From: "J. Bruce Fields" <bfields@fieldses.org>
To: Nicolas Pitre <nico@cam.org>
Cc: Junio C Hamano <gitster@pobox.com>,
Linus Torvalds <torvalds@linux-foundation.org>,
git@vger.kernel.org
Subject: Re: [PATCH] add a howto document about corrupted blob recovery
Date: Mon, 26 Nov 2007 02:12:19 +0000 [thread overview]
Message-ID: <20071126021219.GH23820@fieldses.org> (raw)
In-Reply-To: <alpine.LFD.0.9999.0711091221210.21255@xanadu.home>
On Fri, Nov 09, 2007 at 12:28:19PM -0500, Nicolas Pitre wrote:
> Extracted from a post by Linus on the mailing list.
>
> Signed-off-by: Nicolas Pitre <nico@cam.org>
I rearranged this some more and added it to the manual, assuming that
makes sense to everyone.
I think there needs to be some discussion of pack objects and stuff too
some day. I added a few mail archive references to the "todo" section.
--b.
commit d6e199cb6ff911e8e3e39c8b7021512a14ea79a5
Author: J. Bruce Fields <bfields@citi.umich.edu>
Date: Sat Mar 3 22:53:37 2007 -0500
user-manual: recovering from corruption
Some instructions on dealing with corruption of the object database.
Most of this text is from an example by Linus, identified by Nicolas
Pitre <nico@cam.org> with a little further editing by me.

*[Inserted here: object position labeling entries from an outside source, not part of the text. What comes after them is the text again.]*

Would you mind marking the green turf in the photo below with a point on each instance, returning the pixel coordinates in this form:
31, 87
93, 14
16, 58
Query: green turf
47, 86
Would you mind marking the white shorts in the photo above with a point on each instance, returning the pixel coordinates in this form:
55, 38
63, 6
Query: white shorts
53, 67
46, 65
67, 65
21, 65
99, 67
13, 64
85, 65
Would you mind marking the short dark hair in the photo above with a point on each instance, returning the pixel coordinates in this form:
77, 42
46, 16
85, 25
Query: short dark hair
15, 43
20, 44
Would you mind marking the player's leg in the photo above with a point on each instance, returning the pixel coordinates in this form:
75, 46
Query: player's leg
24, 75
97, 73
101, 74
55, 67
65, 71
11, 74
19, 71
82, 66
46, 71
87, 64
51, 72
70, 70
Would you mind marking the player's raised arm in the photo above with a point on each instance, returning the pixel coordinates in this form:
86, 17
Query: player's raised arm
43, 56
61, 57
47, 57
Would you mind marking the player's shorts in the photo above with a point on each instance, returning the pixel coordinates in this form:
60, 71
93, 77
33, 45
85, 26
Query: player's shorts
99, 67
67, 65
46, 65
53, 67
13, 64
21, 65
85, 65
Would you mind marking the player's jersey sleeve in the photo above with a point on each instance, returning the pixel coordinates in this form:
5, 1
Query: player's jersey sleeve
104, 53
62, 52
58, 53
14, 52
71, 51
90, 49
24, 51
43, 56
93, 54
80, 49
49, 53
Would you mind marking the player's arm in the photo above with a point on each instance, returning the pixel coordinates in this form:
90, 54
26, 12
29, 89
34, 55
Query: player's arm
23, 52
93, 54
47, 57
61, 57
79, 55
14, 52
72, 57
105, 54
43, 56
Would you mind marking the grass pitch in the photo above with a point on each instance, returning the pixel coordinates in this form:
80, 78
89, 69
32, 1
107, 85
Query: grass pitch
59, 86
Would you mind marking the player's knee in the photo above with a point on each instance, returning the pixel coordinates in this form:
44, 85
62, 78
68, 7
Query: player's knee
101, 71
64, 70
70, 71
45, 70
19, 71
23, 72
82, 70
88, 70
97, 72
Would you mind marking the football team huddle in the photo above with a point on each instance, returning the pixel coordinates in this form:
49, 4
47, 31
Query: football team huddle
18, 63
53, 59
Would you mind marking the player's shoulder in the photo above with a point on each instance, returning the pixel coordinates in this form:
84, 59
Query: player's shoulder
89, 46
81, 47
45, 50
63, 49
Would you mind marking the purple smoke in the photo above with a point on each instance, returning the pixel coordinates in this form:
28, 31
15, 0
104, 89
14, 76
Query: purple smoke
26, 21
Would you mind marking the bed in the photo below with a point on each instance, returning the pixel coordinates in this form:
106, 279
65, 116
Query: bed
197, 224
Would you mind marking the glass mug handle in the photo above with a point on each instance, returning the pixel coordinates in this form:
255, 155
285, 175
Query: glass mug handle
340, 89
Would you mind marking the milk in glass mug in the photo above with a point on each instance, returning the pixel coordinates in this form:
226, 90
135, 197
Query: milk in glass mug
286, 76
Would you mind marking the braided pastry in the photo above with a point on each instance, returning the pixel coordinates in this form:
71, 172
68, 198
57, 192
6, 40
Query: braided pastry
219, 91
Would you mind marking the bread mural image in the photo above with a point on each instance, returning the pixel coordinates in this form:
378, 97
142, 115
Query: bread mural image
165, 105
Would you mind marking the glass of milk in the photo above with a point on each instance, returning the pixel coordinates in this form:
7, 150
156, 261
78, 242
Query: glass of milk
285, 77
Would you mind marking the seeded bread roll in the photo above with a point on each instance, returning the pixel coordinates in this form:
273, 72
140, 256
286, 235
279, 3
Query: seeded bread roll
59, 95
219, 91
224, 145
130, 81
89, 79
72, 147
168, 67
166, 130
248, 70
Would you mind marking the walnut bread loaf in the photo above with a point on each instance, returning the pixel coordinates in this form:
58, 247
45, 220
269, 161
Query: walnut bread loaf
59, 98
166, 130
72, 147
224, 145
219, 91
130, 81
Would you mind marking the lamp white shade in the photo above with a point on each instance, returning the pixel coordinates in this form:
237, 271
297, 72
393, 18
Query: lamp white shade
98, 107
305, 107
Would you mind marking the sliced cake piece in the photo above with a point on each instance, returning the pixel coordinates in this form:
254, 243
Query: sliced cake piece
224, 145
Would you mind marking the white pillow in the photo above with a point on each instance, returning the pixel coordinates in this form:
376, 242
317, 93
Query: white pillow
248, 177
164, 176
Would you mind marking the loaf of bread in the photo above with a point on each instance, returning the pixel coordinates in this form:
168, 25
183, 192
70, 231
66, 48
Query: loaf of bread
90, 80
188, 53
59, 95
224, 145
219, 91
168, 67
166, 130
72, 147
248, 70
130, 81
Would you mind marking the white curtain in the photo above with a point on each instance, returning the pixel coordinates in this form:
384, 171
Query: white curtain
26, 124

Signed-off-by: "J. Bruce Fields" <bfields@citi.umich.edu>
diff --git a/Documentation/user-manual.txt b/Documentation/user-manual.txt
index c027353..3166fb6 100644
--- a/Documentation/user-manual.txt
+++ b/Documentation/user-manual.txt
@@ -1554,6 +1554,11 @@ This may be time-consuming. Unlike most other git operations (including
git-gc when run without any options), it is not safe to prune while
other git operations are in progress in the same repository.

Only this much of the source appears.